Depois, ou tu me trais para gradar a tua esposa, ou arruínas a paz da tua casa
para me honrar. Quantos assassínios e mortes por venenos fatais têm as mulheres
forjado a seus maridos! Além disso, eu tenho compaixão da tua esposa, meu pai,
que envelhece sem filhos e que, nascida de nobres antepassados, não é digna de
ser estéril. Doce no aspecto exterior, a
soberania, em vão louvada, é amarga por dentro. Quem poderá, pois, dizer-se
feliz, quem afortunado, se levar a vida entre temores e suspeitas? Eu antes quero viver feliz como simples
cidadão do que como tirano, que se compraz em ter por amigos os perversos e
odeia os bons com medo de morrer.
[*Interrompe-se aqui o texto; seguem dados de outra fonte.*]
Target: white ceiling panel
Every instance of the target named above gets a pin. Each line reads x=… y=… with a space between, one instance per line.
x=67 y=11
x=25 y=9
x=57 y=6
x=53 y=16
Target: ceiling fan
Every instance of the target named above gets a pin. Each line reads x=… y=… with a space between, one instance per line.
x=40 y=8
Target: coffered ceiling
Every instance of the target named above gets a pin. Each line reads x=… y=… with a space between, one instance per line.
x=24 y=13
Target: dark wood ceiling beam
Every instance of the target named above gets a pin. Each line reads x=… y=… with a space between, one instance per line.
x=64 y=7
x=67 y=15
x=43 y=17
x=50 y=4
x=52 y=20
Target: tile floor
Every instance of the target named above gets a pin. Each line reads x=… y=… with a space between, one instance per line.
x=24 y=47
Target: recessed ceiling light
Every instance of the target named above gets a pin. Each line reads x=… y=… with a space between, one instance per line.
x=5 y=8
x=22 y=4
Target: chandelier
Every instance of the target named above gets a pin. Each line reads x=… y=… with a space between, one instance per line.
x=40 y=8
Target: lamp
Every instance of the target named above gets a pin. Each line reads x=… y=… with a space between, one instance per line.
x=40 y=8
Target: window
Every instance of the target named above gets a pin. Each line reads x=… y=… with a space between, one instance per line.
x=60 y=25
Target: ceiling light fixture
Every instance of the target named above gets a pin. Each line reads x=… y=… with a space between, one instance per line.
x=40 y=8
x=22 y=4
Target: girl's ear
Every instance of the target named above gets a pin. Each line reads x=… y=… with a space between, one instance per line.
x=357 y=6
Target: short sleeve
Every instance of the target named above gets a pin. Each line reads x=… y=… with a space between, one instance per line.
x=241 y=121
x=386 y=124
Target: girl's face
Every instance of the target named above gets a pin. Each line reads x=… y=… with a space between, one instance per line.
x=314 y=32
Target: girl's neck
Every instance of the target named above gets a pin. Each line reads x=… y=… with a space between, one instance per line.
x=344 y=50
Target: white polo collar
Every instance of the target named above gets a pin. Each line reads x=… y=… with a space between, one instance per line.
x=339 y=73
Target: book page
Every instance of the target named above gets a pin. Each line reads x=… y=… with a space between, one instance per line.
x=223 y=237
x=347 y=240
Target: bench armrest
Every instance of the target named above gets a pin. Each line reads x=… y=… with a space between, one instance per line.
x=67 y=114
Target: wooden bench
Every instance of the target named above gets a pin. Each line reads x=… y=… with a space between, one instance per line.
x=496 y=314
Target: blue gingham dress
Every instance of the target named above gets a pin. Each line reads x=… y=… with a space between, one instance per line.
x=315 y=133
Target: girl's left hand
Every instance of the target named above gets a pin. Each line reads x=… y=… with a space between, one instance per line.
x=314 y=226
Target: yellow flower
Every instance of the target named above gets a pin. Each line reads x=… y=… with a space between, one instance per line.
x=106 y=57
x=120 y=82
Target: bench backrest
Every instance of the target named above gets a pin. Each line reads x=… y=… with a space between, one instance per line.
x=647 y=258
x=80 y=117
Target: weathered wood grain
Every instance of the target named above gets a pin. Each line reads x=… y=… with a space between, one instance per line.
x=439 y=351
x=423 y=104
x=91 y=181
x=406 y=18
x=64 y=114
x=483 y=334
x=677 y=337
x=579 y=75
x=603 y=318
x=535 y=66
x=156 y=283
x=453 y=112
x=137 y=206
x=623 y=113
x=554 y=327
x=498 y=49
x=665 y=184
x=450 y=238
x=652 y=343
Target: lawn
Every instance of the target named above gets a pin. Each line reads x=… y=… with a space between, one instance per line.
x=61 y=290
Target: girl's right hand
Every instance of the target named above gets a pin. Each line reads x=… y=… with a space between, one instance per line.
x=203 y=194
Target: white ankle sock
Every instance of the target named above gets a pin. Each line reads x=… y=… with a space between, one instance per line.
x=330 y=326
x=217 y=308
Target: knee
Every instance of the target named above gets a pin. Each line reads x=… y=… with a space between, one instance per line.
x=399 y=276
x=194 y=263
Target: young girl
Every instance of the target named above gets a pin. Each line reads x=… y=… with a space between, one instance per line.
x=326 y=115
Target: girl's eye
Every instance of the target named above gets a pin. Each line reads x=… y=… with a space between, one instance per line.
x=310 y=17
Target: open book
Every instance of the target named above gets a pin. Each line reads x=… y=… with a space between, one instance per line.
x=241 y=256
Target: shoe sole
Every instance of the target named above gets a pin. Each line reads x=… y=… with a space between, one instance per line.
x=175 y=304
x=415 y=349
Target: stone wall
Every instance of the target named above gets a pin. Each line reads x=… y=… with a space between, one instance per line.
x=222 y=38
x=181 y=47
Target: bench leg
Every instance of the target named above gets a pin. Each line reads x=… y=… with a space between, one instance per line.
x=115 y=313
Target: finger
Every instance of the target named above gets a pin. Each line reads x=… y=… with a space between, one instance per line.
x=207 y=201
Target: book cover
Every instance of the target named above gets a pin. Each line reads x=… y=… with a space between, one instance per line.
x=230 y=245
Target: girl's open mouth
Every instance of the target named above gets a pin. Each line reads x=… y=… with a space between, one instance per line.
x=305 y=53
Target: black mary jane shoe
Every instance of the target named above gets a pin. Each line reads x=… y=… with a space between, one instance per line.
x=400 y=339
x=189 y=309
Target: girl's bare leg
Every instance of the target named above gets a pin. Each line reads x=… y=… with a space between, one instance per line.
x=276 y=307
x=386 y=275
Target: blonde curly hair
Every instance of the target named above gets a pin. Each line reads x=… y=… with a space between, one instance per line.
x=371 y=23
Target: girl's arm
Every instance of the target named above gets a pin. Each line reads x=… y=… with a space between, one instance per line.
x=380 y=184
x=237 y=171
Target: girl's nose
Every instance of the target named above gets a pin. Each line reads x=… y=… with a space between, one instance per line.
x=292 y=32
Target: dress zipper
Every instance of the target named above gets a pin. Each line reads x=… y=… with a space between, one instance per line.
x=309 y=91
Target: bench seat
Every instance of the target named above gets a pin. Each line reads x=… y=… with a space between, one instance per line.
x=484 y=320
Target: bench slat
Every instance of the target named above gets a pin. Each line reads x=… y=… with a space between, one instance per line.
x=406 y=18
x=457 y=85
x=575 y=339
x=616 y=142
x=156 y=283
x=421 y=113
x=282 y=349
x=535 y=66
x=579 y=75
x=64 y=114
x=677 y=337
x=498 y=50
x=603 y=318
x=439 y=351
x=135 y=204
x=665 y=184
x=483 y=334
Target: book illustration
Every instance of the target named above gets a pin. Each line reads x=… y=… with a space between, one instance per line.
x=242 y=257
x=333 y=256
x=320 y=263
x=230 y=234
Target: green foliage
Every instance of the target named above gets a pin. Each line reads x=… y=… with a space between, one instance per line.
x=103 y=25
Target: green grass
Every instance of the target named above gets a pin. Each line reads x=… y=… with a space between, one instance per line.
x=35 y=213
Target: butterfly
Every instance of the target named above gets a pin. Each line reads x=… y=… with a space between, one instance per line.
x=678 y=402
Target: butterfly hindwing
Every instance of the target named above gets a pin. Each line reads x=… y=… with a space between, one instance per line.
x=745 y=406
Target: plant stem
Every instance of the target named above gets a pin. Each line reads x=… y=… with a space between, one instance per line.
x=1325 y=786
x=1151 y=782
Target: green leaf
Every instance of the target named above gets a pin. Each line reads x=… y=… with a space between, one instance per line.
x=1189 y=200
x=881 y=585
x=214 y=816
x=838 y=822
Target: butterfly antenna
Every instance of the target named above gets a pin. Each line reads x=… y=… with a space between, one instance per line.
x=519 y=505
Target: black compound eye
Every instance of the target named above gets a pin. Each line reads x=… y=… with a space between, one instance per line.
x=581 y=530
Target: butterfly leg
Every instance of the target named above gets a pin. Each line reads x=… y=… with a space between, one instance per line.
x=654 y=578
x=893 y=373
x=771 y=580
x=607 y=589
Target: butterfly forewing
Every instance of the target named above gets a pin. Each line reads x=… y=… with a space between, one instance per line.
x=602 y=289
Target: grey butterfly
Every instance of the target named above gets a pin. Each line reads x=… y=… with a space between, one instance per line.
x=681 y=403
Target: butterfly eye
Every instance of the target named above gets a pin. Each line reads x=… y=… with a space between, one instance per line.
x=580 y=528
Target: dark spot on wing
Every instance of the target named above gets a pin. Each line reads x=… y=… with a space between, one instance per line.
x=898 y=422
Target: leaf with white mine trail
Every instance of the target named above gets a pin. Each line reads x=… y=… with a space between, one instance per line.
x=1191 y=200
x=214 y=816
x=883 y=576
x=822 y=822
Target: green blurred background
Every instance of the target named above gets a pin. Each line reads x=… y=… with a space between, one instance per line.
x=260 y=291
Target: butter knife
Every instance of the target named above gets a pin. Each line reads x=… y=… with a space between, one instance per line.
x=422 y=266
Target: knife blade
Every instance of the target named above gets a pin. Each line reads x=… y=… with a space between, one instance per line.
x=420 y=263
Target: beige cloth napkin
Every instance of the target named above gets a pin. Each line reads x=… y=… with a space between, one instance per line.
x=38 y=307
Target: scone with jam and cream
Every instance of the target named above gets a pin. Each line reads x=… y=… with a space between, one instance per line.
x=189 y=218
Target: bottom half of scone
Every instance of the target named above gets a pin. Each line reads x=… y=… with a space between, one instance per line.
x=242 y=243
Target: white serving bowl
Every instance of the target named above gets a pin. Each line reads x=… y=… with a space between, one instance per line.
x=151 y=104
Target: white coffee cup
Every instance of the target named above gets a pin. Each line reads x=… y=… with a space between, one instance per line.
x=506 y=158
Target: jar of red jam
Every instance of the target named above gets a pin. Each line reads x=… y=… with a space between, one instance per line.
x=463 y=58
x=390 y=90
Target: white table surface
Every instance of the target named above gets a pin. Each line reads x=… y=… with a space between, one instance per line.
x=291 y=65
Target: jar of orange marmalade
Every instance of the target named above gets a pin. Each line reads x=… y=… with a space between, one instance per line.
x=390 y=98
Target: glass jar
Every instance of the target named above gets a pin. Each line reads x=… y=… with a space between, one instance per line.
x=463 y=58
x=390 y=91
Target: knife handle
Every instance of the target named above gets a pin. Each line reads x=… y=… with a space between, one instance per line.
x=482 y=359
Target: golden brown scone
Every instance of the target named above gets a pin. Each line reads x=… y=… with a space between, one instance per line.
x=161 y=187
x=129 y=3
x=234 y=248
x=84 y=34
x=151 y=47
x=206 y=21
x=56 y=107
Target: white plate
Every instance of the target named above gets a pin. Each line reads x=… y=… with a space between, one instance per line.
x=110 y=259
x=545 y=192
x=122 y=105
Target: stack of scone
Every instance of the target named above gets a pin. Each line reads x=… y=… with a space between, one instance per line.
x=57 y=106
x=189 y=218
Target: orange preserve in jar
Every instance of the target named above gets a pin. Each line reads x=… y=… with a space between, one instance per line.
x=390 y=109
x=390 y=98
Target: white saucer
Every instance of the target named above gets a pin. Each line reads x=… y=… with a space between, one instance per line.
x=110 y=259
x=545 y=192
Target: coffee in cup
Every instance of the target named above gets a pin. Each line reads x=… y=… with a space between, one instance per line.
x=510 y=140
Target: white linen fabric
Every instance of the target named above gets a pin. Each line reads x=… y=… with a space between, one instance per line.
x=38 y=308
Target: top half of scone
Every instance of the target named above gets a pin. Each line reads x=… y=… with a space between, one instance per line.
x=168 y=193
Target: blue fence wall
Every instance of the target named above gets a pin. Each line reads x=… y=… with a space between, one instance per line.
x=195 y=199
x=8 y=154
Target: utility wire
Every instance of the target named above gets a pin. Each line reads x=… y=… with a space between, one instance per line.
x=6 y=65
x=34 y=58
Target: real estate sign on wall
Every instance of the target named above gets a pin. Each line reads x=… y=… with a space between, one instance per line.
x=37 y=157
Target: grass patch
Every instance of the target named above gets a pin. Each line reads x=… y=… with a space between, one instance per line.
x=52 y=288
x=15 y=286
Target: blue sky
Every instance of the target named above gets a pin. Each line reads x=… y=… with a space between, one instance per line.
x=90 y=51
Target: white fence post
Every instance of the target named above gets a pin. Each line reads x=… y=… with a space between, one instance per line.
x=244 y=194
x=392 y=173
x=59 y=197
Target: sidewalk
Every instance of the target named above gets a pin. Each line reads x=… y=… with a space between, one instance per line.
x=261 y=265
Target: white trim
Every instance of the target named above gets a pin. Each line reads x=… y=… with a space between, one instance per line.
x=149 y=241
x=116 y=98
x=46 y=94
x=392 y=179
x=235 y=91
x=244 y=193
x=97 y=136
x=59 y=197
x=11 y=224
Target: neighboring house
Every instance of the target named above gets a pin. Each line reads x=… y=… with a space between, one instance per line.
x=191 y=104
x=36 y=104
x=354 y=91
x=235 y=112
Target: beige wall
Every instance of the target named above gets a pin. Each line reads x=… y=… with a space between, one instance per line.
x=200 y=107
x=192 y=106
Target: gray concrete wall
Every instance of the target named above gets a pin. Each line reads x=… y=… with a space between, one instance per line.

Tu dirás que o ouro compensa tudo e que ser
rico é agradável. Eu não gosto, para conservar nas mãos uma fortuna, de
estar atento a rumores, nem de viver entre preocupações. Uma vida modesta
basta-me, desde que eu não me inquiete. Quanto aos bens que eu aqui tinha, meu
pai, escuta-me: primeiro o descanso, tão caro ao homem, e a pouca perturbação.
Nenhum perverso me fazia sair do caminho: ora,
é intolerável ceder a passagem aos maus. Nas preces aos deuses ou no
diálogo com os mortais sempre os meus serviços foram motivo de regozijo, nunca
de lamentação. Enquanto acompanhava à saída uns visitantes, outros chegavam, de
modo que era sempre com agrado que as caras novas se deparava uma cara nova. E
em mim se cumpria o que se deve desejar aos homens, mesmo contra a sua vontade:
a lei e a natureza faziam de mim um justo servidor do deus. Pensando nisto,
julgo que as coisas aqui são melhores dos que as de lá, meu pai. Deixa-me viver
neste lugares; com efeito, não tem maior
encanto exultar com a grandeza que contentar-se com pouco.
Com amigos é
agradável partilhar a felicidade. Mas se – oxalá que tal não aconteça! –
sobrevier alguma desgraça, é doce olhar o rosto de um bom amigo.
Lento é o
meu pé, mas o espírito ainda é rápido.
Ai! Como
sempre odiei os homens perversos, que tramam o mal e o ornam em seguida de
amáveis expedientes. Antes quero ter por amigo um ignorante honesto do que um
mau mais instruído.
Apenas uma
coisa aos servos traz desonra: o nome; em tudo o mais, nenhum escravo é pior
que os homens livres, desde que tenha nobres sentimentos.
Em tempo
próspero, é belo honrar a piedade; mas, se alguém quer a seus inimigos causar
mal, não há lei que o possa impedir.